RP: I loved the food in South Africa. On an independent film, there's not a lot of free time. I got to experience the country from a social standpoint, interacting with people, and I loved that, the energy and something so alive about a country that's still reshaping its identity. I got that from my interaction with people. But there wasn't a lot of time. I'm going back July for the premiere of this film there, and Im going to take my children and were going to go on safari, and were going to go to Soweto. I really didn't have time to do that kind of thing when I was there. South Africa gets under your skin.

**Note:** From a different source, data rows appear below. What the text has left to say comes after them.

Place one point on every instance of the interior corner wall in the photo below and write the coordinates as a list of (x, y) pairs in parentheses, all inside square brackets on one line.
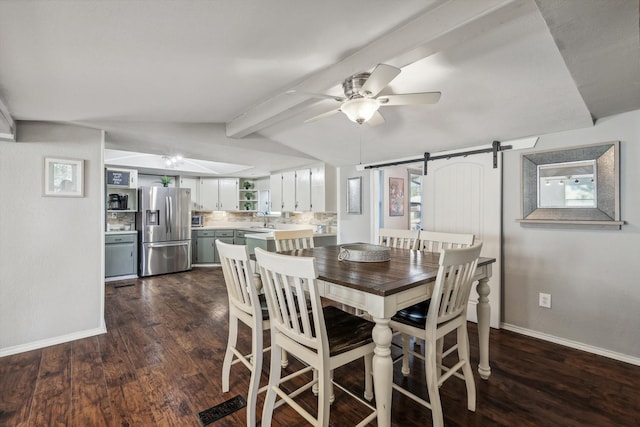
[(401, 221), (592, 275), (51, 248), (354, 227)]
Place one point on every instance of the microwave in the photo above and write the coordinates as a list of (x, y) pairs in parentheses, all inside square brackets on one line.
[(197, 220)]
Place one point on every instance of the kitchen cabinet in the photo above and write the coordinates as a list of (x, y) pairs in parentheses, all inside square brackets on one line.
[(248, 196), (289, 191), (303, 190), (324, 188), (275, 188), (121, 178), (123, 182), (203, 245), (238, 237), (312, 189), (192, 184), (225, 236), (218, 194), (120, 254)]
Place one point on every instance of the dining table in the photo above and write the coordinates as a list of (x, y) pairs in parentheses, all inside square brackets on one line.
[(381, 289)]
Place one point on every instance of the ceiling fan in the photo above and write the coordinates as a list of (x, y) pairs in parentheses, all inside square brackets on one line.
[(362, 97)]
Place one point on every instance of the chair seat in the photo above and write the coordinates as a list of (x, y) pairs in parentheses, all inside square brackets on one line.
[(415, 315), (346, 331)]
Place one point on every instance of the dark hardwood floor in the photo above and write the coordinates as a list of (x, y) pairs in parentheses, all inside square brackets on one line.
[(160, 365)]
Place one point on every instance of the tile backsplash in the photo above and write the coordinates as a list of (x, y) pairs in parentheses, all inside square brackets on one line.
[(127, 220)]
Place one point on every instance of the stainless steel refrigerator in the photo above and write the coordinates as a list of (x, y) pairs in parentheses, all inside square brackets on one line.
[(164, 226)]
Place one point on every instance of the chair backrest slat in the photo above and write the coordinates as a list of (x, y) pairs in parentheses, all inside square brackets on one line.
[(434, 241), (453, 284), (289, 240), (238, 277), (288, 281), (398, 238)]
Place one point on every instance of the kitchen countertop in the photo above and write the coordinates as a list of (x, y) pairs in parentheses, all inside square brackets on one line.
[(250, 232), (269, 235)]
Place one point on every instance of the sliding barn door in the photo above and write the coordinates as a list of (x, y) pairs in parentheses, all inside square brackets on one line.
[(463, 195)]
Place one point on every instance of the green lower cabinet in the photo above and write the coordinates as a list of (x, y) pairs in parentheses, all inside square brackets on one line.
[(120, 255), (203, 245)]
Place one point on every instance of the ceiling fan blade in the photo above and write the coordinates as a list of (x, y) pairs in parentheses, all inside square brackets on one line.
[(376, 119), (322, 116), (316, 95), (409, 99), (379, 79)]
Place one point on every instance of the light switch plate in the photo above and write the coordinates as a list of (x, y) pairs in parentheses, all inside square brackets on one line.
[(544, 300)]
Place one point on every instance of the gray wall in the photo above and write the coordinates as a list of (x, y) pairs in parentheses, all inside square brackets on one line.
[(51, 248), (592, 275)]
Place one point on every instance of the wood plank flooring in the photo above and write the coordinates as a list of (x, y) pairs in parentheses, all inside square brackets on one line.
[(160, 365)]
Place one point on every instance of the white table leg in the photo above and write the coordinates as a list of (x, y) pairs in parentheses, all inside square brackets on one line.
[(483, 310), (382, 370)]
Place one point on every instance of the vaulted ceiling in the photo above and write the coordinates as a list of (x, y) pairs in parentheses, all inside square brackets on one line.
[(209, 79)]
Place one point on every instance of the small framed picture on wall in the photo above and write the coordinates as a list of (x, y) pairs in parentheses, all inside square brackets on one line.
[(63, 177), (354, 195), (396, 197)]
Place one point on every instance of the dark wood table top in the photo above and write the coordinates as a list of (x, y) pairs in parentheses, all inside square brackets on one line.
[(406, 269)]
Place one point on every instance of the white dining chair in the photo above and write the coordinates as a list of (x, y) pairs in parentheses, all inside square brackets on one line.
[(247, 306), (288, 240), (435, 241), (447, 313), (430, 241), (323, 339), (398, 238)]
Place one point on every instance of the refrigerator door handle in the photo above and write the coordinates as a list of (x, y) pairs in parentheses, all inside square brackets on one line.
[(166, 244), (166, 215)]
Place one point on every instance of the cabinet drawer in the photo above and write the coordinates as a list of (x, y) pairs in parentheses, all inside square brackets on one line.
[(120, 238)]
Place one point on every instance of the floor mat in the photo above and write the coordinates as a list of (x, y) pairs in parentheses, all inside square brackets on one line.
[(222, 410)]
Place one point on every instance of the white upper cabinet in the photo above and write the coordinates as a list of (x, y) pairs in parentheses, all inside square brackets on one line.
[(218, 194), (324, 188), (192, 184), (275, 188), (305, 190), (289, 191), (228, 194)]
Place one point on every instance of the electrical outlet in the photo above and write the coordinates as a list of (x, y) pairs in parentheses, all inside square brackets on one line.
[(544, 300)]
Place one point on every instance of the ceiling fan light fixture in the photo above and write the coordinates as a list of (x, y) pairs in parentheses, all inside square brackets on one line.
[(359, 110)]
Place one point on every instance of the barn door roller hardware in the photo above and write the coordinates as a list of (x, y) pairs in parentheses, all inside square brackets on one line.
[(495, 148)]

GM: I think it's a kind of combination of openness and in-your-face. In New York, in a way, it's a brassiness, whereas in South Africa it's kind of earthy, because its such a mixed society. And Johannesburg, it's a new city essentially and no one has been there for more than three generations. Everyone's a newcomer, it's very open. Johannesburg is full of immigrants from all over Africa and all over the world, and it's vibrant and crazy and unpredictable. The country's obviously physically beautiful, and that's wonderful. I think that in countries that undergo difficult situations as a society, something happens to people that makes them more interesting, and look at things differently. There's a lack of glibness in the way they deal with people. I think that's one of the things about South Africa.
Q: Ryan, what do you think makes a photograph great?
GM: Are you going to ask me about acting?
RP: If it's able to tell a complex story in a single frame.
Q: Are there similarities, do you think, between being an actor and combat photographer in terms of telling a true story?
RP: Not directly, not in my mind, no. I would equate being a photographer in a war zone with being a soldier. Theres something about putting yourself into that situation the preparedness, the risk, the devotion to what youre doing. I dont feel like acting compares really in any way to either to being a solider or a combat photographer. I think there's far more risk involved physically. I definitely find myself about thinking about what Greg and Joao and Kevin and Ken did without protection, they had no weapons per se, and that concept was so compelling to me--the idea that you would willingly place yourself in such a perilous situation without any kind of protection, not even vests. They'd find them cumbersome, so they wouldn't want to wear them. There's a mentality there that I don't think a lot of people can relate to, that I was fascinated by. DP: Greg, can you relate to keeping emotions in check while taking pictures that are supposed to be really emotional?
GM: I generally don't. I don't believe in this objectivity nonsense. I think one has to be honest and truthful, but to be subjective is more honest. And why should I pretend I'm a technician or just a cameraman when I'm taking pictures of other human beings? That's just ridiculous. Those kinds of pictures are essentially soulless. So my emotions are all out there when I'm photographing. I get involved and let my feelings out.